I wanted to run a local resolution estimation job on a specific GPU as it has more VRAM than others, but it was already busy with another job. The box size is quite large and I was worried Fourier padding might exceed the VRAM of the other GPUs. Instead of waiting for the running job to complete as I expected, the local resolution job immediately started running simultaneously!

Funnily, this hasn’t resulted in either job crashing (although they are both running more slowly than anticipated)… perhaps because it’s a 48GB GPU and neither job is using enough VRAM to cause the other to have insufficient?

Is this behaviour expected (immediate start on manual assignment)?

Thanks,
R

wtempel · March 14, 2024, 3:11pm

Yes, this is expected.

rbs_sci · March 15, 2024, 12:12am

I see, thanks.

This post must be at least 20 characters.

niklas · April 17, 2024, 10:08am

I just ran into the same thing on our instance. Unfortunately we had jobs crashing because they ran out of memory.

Is there a way to disable this behavior?

To me it seems counter intuitive to skip the queue when selecting a specific GPU.

wtempel · April 17, 2024, 8:18pm

We took note of your concern. Unfortunately, it is not currently possible to block Run on Specific GPU on instances that have node-type, in contrast to cluster-type, scheduler lanes with GPUs. You may want to ask users of your CryoSPARC instance to not Run on Specific GPU unless overriding the scheduler is desired and appropriate.

niklas · April 18, 2024, 1:20pm

Thanks, I guess I have to change the queues then to offer an alternative way of selecting a specific computing node.

Out of curiosity, why was the GPU selection implemented to skip the resource availability check? I can see a use for both features, but I wouldn’t expect them to be in the same option.

wtempel · April 19, 2024, 10:06pm

… can be implemented by creating scheduler lanes that each have a single, specific target node. Selection of a specific node is not the intended use case of the Run on Specific GPU option.

niklas · April 22, 2024, 9:33am

Yes, I know. That is how I configured it now.
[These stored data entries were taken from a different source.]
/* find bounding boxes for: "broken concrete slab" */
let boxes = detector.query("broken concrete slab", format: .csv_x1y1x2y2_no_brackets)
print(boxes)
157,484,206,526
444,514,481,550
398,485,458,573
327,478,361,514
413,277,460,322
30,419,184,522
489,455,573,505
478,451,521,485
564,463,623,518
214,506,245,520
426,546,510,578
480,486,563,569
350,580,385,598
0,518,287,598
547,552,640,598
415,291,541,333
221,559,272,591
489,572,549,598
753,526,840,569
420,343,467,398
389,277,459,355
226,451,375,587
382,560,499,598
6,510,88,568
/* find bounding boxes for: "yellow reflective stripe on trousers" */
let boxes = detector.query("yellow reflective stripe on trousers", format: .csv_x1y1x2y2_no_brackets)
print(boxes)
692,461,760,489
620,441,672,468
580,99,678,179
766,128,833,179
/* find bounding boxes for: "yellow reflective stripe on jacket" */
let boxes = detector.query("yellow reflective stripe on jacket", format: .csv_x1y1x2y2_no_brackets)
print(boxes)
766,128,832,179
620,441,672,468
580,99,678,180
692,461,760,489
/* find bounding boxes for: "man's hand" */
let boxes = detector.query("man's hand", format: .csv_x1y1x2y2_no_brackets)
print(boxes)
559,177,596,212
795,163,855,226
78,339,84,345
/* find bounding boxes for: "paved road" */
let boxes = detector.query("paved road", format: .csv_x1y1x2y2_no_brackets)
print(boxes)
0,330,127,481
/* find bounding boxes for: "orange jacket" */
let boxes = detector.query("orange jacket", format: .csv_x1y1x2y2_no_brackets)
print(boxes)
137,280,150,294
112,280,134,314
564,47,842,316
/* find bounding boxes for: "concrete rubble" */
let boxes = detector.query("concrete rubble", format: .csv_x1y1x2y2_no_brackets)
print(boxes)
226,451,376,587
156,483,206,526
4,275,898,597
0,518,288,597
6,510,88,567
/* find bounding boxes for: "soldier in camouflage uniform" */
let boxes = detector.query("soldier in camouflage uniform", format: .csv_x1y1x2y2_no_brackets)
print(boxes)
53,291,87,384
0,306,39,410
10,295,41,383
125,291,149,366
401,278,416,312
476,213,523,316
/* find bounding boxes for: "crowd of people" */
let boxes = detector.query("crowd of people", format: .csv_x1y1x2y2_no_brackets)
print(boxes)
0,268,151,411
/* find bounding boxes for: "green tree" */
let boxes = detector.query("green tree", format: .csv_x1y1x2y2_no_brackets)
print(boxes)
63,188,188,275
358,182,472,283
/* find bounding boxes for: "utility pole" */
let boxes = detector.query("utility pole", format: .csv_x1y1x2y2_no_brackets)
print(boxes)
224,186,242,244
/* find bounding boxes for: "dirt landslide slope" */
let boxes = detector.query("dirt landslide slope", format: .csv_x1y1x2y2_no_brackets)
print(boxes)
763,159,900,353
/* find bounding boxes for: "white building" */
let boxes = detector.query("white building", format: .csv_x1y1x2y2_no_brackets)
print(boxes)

Still, I think an option to skip the queue should be reserved for Admin users or users that are also allowed to set job priorities. Also since it is not really intuitive that selecting a specific GPU skips the resource checks, it is easy to abuse this unintentionally.
That’s why I am asking for the reason behind this implementation.

olibclarke · April 22, 2024, 2:01pm

Agreed with this. At least a “warning, are you sure you know what you are doing” type dialog might be useful here.